Efectivamente, a pesar de mi corto período en la faz de la Tierra, yo ya me considero dentro de ese sector de gente inaguantable que suelta esas movidas de “Porque los jóvenes de hoy en día…”. Y asustada me hallé cuando me escuché a mí misma diciendo tal cosa… Pero en este caso no era para menos.
Tomando situación, allí estaba yo, cenando con mis compañeras de residencia que, extrañamente y sin ganas de explicar el por qué, oscilan entre edades muy dispares. Una de ellas sonriente nos exponía su pasión por Raphael (adjuntamos datos audiovisuales del sujeto, por si las dudas).

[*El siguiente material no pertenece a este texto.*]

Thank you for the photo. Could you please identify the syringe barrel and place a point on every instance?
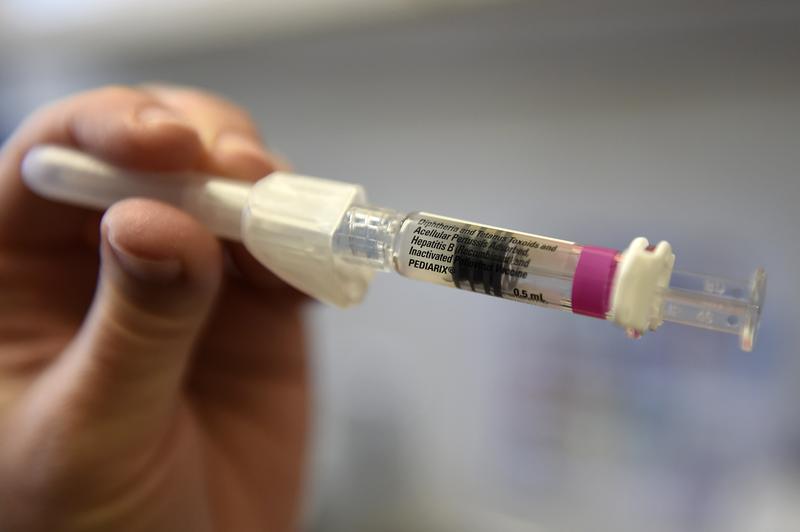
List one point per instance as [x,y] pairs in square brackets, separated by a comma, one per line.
[499,262]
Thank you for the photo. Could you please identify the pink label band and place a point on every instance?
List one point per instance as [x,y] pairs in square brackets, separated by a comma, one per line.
[591,285]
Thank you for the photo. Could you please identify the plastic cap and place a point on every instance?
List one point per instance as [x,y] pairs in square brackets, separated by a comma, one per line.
[288,224]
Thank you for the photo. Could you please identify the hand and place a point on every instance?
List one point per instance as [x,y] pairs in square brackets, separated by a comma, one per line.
[146,390]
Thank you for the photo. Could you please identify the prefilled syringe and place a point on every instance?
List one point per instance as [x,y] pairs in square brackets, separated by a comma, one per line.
[325,239]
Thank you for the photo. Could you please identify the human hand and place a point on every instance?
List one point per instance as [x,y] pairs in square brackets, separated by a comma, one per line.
[148,390]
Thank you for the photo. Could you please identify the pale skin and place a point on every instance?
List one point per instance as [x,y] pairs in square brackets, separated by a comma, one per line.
[146,384]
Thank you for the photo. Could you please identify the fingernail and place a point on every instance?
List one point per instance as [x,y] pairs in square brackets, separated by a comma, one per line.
[144,269]
[233,143]
[155,116]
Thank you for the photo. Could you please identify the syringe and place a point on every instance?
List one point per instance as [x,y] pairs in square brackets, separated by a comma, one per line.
[323,238]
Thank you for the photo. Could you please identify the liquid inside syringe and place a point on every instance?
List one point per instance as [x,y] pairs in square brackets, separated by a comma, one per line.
[323,238]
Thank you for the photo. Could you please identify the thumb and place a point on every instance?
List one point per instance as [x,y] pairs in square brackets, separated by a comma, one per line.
[160,273]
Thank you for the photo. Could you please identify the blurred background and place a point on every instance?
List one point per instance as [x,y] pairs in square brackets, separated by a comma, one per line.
[590,120]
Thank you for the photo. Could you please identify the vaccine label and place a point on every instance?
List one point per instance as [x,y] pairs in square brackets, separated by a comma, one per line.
[485,259]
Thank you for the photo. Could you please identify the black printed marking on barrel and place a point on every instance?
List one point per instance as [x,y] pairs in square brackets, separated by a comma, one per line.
[481,273]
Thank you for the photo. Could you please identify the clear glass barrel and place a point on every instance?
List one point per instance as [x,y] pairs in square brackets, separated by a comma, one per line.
[519,266]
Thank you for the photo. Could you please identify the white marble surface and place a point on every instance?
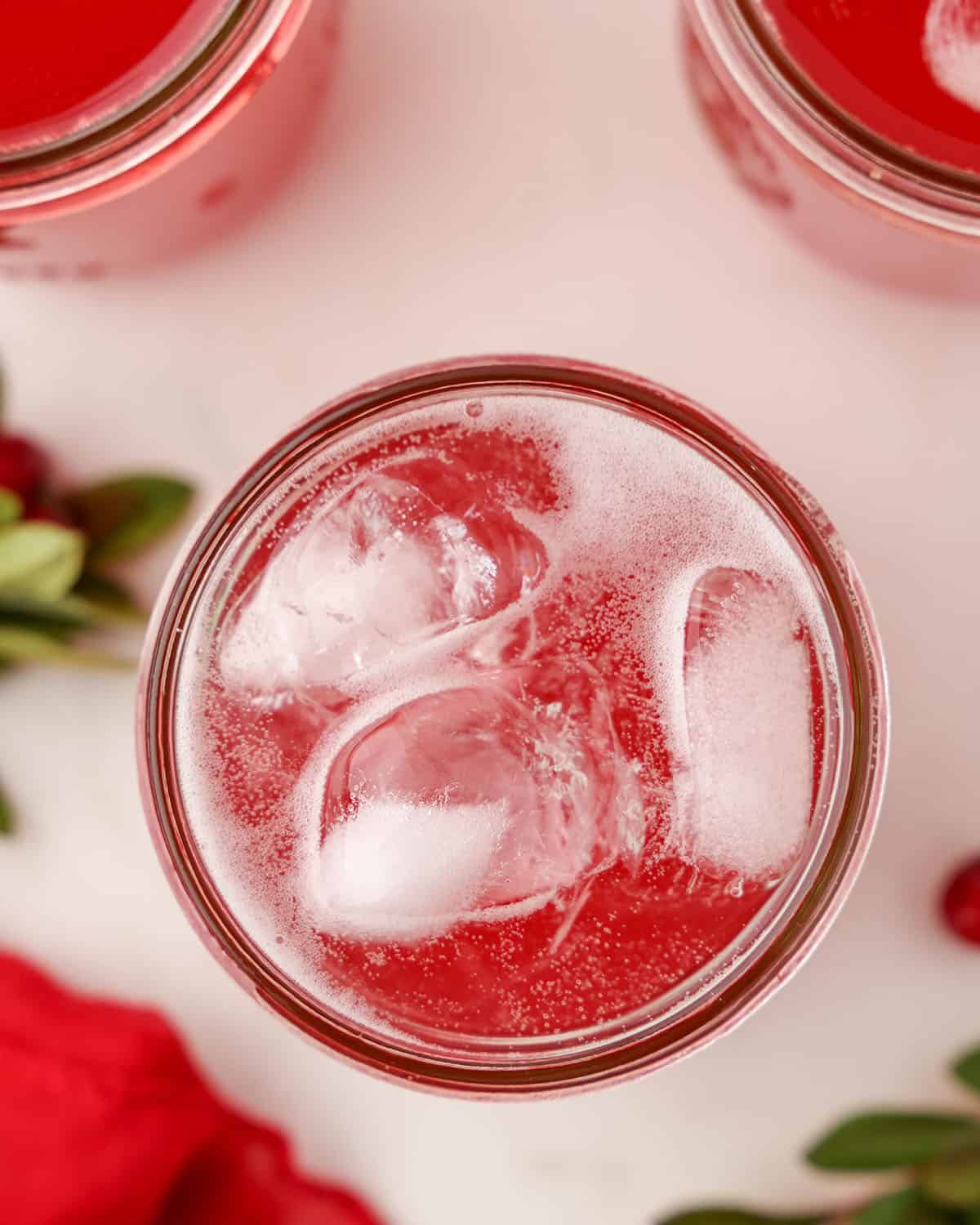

Mientras, aguantando mi risa, observaba a la que tenía delante, que ponía una cara de alcachofa que me extrañó enormemente. Total, que en medio segundo se desataría una de las mayores desgracias que recuerdo, culturalmente hablando: ¿Y ese quién es? Las tres generaciones que había en la mesa, la miramos con los ojos como platos… En ese momento quisimos llorar, pero en un intento de supervivencia, nos pusimos a cantar a coro temas tan nuestros como “Melancolía” o “Yo soy aquel”. Su cara de alcachofa se iba volviendo un limón que lleva cortado por la mitad 4 o 5 días al sol.
Entonces yo, que soy una persona de lo más iluso, me dio por decir: ¡Bueno mujer, Camilo Sesto y los de esta quinta! Se hizo de nuevo el silencio y devolvió otra negativa. Sentí que me ponía pálida. Aseguraba no haber oído hablar nunca de ese sujero. ¿Nino Bravo?¿Jose Luis Perales?¿El Fari? ¡Nada! Ni tan siquiera el Fari. ¡No conoce al Fari! Que después de la tortilla, los toros y el toro de Osborne es el icono español por excelencia. Pues nada, que a sus felices 16 años la chiquilla vivía feliz sin que el Fari le sonara ni de lejos.
Con mi ultimo aliento queriendo huír de mi boca, la última pregunta osó salir: ¿Y Joaquín Sabina?
Craso error. Debo aprender a callarme a tiempo, antes de sentir ganas de acabar con todo ser viviente. Así que desde aquí un mensaje fuerte y lleno de energía a todo el que tenga un mínimo de cultura… Que corran veloces a inyectarsela a esta pobre gente… Que no sabe quien es el Fari.